Страница:
41 из 485
Она опять обернулась и плотнее прикрыла одеялом его шею, ибо уже стоял декабрь и было холодно, несмотря на ясное небо. Ее пальцы коснулись его щеки и задержались там, и он с болезненной горечью понял, сколь мало прав имеет он именоваться философом.
Ибо вновь вернулась боль, не острая боль от раны, а другая, ужасная, немыслимая, обретающаяся в глубине. Эта боль не была связана с определенным органом тела, а заполняла все его существо. Боль была внутри и снаружи, вокруг, она разрасталась до того, что охватывала уже и небо, сжимаясь до раскаленного острия страдания, которое исследовало и поворачивалось, пока его кровь не устремилась со свистом по венам.
Он удивлялся, почему Люсьена не слышит этого свиста. Для него он был реальным и ясным и отдавался у него в ушах. Этот звук замирал до хныканья испуганного ребенка и усиливался до болезненного, непереносимого воя преступника, умирающего под пытками. Это была страшная, очень страшная, может быть, самая страшная боль на свете. Почти, но не совсем.

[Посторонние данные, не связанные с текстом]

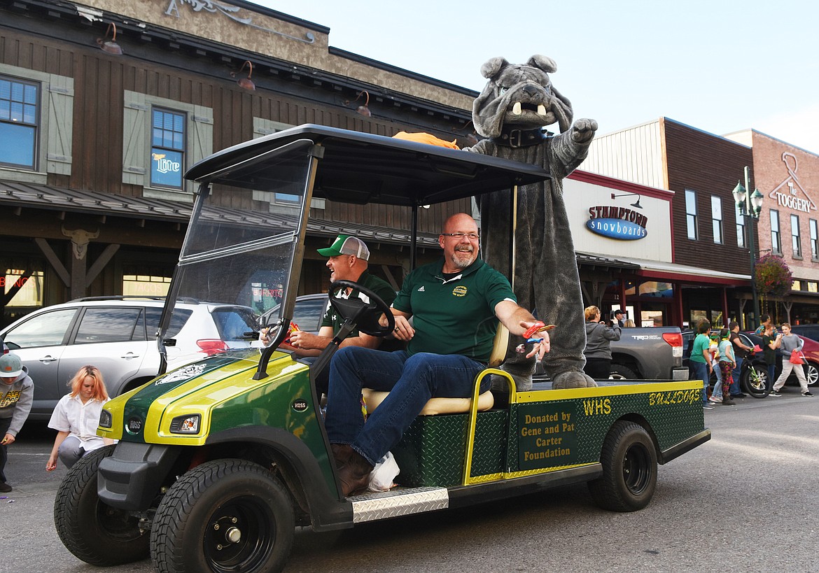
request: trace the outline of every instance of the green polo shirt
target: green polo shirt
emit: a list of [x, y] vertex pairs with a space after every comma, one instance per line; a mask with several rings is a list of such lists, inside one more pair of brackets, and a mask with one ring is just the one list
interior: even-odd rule
[[506, 277], [481, 259], [446, 280], [443, 259], [419, 267], [404, 279], [392, 306], [413, 315], [410, 354], [463, 354], [486, 363], [498, 319], [495, 306], [517, 299]]
[[[369, 273], [369, 271], [365, 270], [359, 277], [358, 280], [355, 281], [357, 283], [364, 286], [364, 288], [369, 288], [370, 291], [374, 292], [378, 297], [384, 301], [384, 304], [389, 306], [396, 298], [396, 291], [387, 281], [378, 278], [378, 277]], [[342, 298], [347, 298], [346, 290], [342, 289], [339, 292], [337, 292], [336, 296], [340, 296]], [[369, 302], [369, 298], [358, 291], [354, 290], [350, 293], [351, 296], [357, 296], [364, 302]], [[342, 324], [344, 323], [344, 319], [339, 316], [338, 313], [336, 311], [335, 307], [332, 305], [328, 305], [327, 308], [327, 312], [324, 313], [324, 318], [321, 319], [322, 327], [332, 327], [333, 334], [338, 332], [339, 329], [342, 327]], [[354, 330], [350, 333], [351, 336], [359, 336], [358, 328]]]

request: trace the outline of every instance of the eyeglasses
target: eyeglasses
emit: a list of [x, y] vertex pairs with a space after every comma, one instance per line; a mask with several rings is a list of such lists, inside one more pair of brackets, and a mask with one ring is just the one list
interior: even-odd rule
[[441, 237], [452, 237], [459, 241], [462, 240], [464, 237], [470, 241], [477, 241], [481, 238], [477, 232], [442, 232]]

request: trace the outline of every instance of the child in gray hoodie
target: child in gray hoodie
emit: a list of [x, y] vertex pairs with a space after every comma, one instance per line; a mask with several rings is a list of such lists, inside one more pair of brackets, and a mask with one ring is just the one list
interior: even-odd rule
[[13, 444], [31, 411], [34, 383], [16, 354], [0, 356], [0, 492], [11, 491], [6, 483], [7, 448]]

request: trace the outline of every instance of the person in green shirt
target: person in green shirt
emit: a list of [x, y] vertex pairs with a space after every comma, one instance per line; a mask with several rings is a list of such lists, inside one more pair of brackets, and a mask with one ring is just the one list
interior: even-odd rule
[[702, 320], [697, 325], [697, 337], [694, 339], [694, 345], [691, 347], [691, 355], [688, 359], [689, 374], [692, 380], [703, 381], [703, 408], [713, 410], [713, 406], [708, 404], [708, 378], [711, 377], [711, 356], [709, 349], [711, 339], [708, 333], [711, 332], [711, 323]]
[[[408, 343], [405, 350], [347, 346], [333, 357], [324, 423], [344, 495], [367, 486], [373, 467], [430, 398], [472, 395], [499, 320], [518, 336], [536, 327], [536, 319], [518, 305], [506, 277], [478, 258], [478, 241], [475, 220], [465, 213], [452, 215], [438, 237], [443, 259], [404, 280], [391, 311], [395, 336]], [[532, 341], [527, 356], [542, 359], [549, 336], [536, 336], [542, 338]], [[484, 377], [482, 392], [489, 389], [490, 377]], [[362, 387], [389, 392], [366, 423], [359, 408]]]

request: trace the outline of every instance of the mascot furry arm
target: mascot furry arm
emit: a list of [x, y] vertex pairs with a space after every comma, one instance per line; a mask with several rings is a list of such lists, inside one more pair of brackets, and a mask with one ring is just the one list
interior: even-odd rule
[[[597, 122], [572, 124], [571, 102], [549, 79], [556, 70], [554, 61], [545, 56], [532, 56], [523, 65], [502, 57], [484, 64], [481, 73], [489, 81], [475, 100], [472, 117], [477, 133], [486, 138], [465, 151], [537, 165], [551, 174], [550, 180], [518, 190], [514, 284], [521, 306], [536, 309], [547, 324], [558, 325], [543, 362], [557, 389], [596, 386], [583, 373], [583, 298], [563, 179], [586, 159]], [[560, 134], [547, 137], [543, 128], [555, 122]], [[509, 192], [481, 198], [483, 255], [508, 277], [512, 276], [509, 203]], [[518, 389], [526, 390], [532, 387], [535, 363], [514, 352], [520, 342], [510, 337], [504, 368]]]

Он знал, что самое страшное, и каждый раз, когда боль прикасалась к нему, это страшное возвращалось и жило в его сознании. Самым страшным – тем, от чего он хотел отгородить свое сознание – была память. Но от нее он отгородиться не мог.
Память жила. Оба была более живой, чем он. Более живучей, чем несчастное избитое и изломанное нечто, которое он называл своим телом. Память можно было видеть и осязать, память была теплой, мягкой, имела форму и даже запахи. Она была совершенной.